Em was surprised to hear his voice. No, she didn’t know Tiny’s address, the lady lived a few blocks away on Dartmouth, that’s all she knew. Her last name? Not sure. Something to do with the sky. Skylark?

“Schuyler?” he said.

Schuyler.
Tiny Schuyler. Her name.

“That’s it. Now be gentle. She’s a nice girl. And she’s nuts about you.”

The weight on his shoulders lifted a fraction. A few meager stacks of bullion. “I sure as hell hope so, Em.”
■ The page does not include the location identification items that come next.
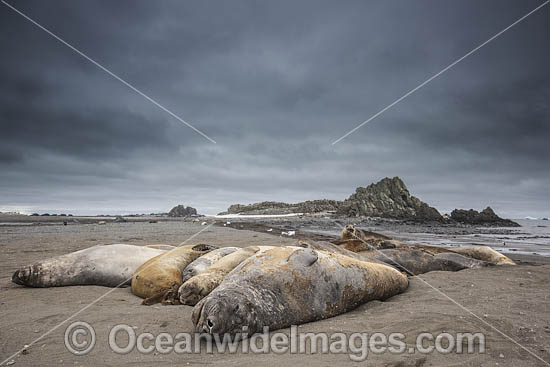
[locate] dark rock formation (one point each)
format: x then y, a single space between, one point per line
182 211
486 217
388 198
273 207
Tiny Schuyler proved easier to find than he imagined. There were several Schuylers in the phone book, but only one Miss C. Schuyler resided on Dartmouth Street, at number 26, apartment 2B. He shut the directory and realized he’d just done the same detective work Tiny did, two days ago. The both of them, tracking each other down in turn, trying to find a way in.

He hoped Em was pouring herself a drink and putting her feet up.

In no time, in a lifetime, he wheeled around the corner of Dartmouth Street and into the volcanic glare of the dying sun. He wondered what the
C
stood for, but only for an instant, because number 26 stood only a couple of houses down the block, a regular door, a regular building. A genteel, well-kept old town house, divided into genteel, well-kept apartments, suitable for young women living alone. The front door was polished, the stoop clean, the knobs brass. He’d passed this door a dozen times in the past month, and probably a hundred since he was a kid, and what do you know? Tiny Schuyler’s door. He found the button for 2B and pressed it. SCHUYLER, said the label above, in typed black capital letters. His pulse beat in his throat.

The intercom made a noise that might or might not have been a human voice.

“Hello?” said Cap. “Tiny?”

Static.

“Tiny? Tiny, it’s me. Cap.”

The door buzzed, and Cap threw it open before it shut off. The hallway smelled of old sunshine and cigarettes. He bounded up the stairs to the second floor. Apartment 2B. The B flat would be in the back, wouldn’t it?

He turned his head, and there at the end of the hall leaned a beautiful woman in the open doorway of apartment 2B, one leg crossed over the other, holding a cigarette between the first and second fingers of a bejeweled right hand, and a highball glass in the bracelet-framed palm of the left hand.

Cap rested his hand on the bannister. “I’m sorry. I was looking for Miss Tiny Schuyler.”

The woman straightened her elegant long body and crossed her arms, keeping careful hold of both drink and cigarette. “I’m Mrs. Schuyler. The mother of the bride. Who the hell are you?”